Cyclist urges Greyhound to install bike racks

Cyclist hopes public demand will urge Greyhound to install bike racks.

Jawn Lafratta has more than 500 signatures on a petition asking Greyhound to install bike racks on its buses

Jawn Lafratta has more than 500 signatures on a petition asking Greyhound to install bike racks on its buses

Jawn Lafratta hopes strong public demand will urge Greyhound to add bike racks to make it easier for cyclists to travel between Island destinations.

Lafratta said many cyclists would like to take day trips to Island locations to take advantage of the diverse trails, but current Greyhound policies require cyclists to dismantle their bike and have it shipped on the bus.

He said that can be arduous because the cyclists need to find a bike box, which could mean they have to drive to the bus depot instead of ride, dismantle the bike and find a spot to save the box once they get to their destination. Sometimes shipping is also more than the cost of the ticket, he added.

The Nanaimo man started an online petition,, which has surpassed 500 signatures to show the company there is support for bike racks.

“That’s a lot of potential customers.
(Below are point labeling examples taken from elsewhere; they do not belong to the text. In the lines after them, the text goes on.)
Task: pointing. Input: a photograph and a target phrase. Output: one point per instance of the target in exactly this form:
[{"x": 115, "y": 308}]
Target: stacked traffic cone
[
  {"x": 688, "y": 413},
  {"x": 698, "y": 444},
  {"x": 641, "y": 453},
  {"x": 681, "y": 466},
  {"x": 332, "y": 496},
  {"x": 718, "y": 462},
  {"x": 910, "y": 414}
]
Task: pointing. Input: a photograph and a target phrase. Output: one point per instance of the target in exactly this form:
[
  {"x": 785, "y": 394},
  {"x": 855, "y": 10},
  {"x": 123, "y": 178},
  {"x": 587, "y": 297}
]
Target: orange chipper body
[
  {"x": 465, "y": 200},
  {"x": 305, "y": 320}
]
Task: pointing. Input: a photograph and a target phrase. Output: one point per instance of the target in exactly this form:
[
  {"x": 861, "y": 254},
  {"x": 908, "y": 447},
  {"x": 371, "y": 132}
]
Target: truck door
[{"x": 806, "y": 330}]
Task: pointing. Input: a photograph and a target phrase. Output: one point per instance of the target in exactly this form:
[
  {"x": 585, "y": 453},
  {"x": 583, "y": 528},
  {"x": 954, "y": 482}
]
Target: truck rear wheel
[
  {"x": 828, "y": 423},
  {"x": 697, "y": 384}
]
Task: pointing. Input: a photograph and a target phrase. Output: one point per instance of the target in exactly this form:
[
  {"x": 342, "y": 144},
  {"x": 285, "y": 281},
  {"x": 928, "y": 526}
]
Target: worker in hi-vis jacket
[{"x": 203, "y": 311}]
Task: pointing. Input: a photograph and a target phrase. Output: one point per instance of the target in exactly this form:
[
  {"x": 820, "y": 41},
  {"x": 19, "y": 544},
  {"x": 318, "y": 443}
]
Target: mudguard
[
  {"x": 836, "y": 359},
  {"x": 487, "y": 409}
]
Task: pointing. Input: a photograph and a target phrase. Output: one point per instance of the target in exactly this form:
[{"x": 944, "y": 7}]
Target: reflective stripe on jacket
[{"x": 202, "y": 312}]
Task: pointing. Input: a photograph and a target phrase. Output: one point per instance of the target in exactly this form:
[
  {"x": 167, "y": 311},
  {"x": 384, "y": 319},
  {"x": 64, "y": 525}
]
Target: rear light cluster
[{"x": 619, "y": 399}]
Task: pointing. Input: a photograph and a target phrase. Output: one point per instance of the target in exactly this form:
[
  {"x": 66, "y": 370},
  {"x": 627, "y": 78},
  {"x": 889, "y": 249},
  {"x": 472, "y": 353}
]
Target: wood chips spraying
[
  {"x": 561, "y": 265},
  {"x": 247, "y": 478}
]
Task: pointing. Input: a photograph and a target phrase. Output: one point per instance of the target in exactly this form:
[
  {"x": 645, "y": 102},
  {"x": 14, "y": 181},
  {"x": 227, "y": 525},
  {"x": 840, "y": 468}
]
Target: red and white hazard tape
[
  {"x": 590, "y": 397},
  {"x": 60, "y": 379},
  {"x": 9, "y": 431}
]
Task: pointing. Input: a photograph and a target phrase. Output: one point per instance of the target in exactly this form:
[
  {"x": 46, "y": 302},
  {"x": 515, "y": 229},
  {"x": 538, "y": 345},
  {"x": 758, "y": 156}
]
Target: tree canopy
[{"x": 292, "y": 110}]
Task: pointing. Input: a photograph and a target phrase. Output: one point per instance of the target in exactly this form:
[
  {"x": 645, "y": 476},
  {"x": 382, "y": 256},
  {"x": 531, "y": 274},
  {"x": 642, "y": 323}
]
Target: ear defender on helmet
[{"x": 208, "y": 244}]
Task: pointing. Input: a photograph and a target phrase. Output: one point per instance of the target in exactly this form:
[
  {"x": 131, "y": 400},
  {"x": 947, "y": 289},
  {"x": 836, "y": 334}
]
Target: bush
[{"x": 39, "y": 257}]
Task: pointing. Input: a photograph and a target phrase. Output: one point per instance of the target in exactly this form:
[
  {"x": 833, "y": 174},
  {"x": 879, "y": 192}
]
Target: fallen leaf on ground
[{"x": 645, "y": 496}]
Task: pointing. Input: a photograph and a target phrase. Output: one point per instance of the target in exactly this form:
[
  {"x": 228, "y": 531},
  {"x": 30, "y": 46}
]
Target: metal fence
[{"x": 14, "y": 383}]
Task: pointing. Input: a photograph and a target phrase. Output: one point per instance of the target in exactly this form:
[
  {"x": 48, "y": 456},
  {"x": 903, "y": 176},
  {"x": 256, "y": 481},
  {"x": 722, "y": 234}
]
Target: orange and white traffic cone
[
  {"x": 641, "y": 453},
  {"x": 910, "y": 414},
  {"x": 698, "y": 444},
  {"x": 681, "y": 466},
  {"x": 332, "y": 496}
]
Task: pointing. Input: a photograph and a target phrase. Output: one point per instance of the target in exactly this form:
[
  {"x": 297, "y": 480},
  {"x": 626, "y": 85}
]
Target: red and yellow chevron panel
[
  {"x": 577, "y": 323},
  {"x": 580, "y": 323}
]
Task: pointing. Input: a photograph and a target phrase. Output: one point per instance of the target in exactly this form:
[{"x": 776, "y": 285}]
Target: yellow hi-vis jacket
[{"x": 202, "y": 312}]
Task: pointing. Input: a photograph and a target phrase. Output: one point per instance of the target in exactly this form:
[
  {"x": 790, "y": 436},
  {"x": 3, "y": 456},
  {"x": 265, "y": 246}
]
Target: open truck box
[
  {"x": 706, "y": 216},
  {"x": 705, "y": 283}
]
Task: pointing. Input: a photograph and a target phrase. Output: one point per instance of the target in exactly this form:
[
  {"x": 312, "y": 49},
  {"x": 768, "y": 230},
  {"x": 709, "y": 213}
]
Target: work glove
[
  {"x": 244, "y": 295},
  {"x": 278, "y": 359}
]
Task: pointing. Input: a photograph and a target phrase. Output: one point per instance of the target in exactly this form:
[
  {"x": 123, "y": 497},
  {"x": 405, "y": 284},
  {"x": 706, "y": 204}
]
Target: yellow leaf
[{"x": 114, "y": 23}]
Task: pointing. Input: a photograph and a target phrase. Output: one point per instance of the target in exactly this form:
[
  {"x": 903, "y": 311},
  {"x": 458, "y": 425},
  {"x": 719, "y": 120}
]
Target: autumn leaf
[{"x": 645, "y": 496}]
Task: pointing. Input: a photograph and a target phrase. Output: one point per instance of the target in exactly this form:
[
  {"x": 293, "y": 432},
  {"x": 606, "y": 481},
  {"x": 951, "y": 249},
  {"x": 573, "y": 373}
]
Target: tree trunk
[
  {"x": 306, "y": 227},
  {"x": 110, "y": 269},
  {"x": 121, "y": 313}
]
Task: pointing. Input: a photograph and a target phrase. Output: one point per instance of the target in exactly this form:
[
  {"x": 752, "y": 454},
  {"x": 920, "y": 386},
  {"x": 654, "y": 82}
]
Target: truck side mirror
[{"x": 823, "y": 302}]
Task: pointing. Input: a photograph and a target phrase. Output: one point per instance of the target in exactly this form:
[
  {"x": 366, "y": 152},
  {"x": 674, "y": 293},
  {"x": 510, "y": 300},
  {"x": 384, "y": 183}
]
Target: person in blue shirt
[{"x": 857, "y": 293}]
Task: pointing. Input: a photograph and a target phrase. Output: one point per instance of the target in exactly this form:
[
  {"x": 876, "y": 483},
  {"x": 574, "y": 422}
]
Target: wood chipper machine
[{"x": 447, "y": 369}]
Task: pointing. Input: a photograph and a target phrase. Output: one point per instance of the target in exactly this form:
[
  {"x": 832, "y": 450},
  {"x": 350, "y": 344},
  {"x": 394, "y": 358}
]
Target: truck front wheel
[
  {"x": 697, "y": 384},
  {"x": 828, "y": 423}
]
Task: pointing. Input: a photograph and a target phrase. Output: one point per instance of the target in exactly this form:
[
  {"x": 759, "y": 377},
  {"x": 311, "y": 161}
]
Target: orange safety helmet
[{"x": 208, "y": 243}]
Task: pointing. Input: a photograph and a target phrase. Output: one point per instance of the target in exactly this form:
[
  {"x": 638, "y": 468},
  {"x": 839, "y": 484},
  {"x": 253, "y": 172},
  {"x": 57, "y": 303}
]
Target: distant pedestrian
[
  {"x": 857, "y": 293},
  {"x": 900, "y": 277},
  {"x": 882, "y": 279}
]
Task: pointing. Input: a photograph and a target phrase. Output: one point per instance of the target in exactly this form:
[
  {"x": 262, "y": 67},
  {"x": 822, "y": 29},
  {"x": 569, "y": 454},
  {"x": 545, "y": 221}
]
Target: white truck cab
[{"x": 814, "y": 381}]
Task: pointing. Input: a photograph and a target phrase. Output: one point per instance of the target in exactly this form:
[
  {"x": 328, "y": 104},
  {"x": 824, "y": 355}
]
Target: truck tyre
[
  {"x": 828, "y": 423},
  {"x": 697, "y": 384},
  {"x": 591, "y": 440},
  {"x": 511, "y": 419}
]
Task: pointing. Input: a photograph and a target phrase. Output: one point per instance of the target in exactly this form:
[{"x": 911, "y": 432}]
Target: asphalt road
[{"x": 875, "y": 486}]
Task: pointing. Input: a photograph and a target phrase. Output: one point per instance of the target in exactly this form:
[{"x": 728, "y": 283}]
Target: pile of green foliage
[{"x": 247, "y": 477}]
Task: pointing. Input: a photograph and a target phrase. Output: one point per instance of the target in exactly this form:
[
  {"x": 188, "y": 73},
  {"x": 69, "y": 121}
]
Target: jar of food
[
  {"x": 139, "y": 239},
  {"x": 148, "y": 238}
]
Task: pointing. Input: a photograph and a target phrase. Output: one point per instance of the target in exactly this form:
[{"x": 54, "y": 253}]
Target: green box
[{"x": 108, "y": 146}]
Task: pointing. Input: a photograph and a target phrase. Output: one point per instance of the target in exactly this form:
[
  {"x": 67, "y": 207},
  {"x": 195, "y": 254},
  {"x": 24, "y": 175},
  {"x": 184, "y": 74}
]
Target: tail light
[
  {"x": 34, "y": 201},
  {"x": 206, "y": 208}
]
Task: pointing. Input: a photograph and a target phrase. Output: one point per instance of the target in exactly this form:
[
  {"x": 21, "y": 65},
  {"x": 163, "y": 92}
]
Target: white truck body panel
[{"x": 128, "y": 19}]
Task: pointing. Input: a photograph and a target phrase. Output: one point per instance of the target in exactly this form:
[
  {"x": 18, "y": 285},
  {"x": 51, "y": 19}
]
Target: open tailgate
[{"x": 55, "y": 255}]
It’s a great business opportunity for Greyhound to allow anyone to travel anywhere they want conveniently,” said Lafratta. “Vancouver Island is well known as a cycling destination – it’s great for tourists and great for residents.”

Lafratta received letters of support from cycling coalitions in Nanaimo, Comox Valley, Victoria and Juan de Fuca.

Timothy Stokes, a Greyhound spokesman, said the company doesn’t have any plans to implement bike racks, but there could be a possibility in the future.

“We always look at ways to improve or enhance the customer’s experience,” said Stokes.

Stokes said the company has concerns about adding bike racks on its buses, because of highway speeds and frequent stops.

“Safety is our main concern,” he said.

Lafratta, who lived in Toronto before moving to the Island, cites Go Transit as a company that successfully installed bike racks on vehicles that travel highway speed.

Stokes said Greyhound doesn’t compare its service to that offered by Go Transit.

Go Transit started installing bike racks on its vehicles in 2008. The service is offered on both urban and rural routes on vehicles that can travel up to 100 km/h.

Drew Davidson, a Go Transit spokeswoman, said bike racks were installed to provide customers with innovative, safe, convenient and environmentally conscious transportation options. The bike rack is the same design and technology used on municipal transit systems.

“Throughout this process, the bike rack did not present any major challenges,” said Davidson. “The testing exceeded our expectations and mirrored findings from other transit properties.”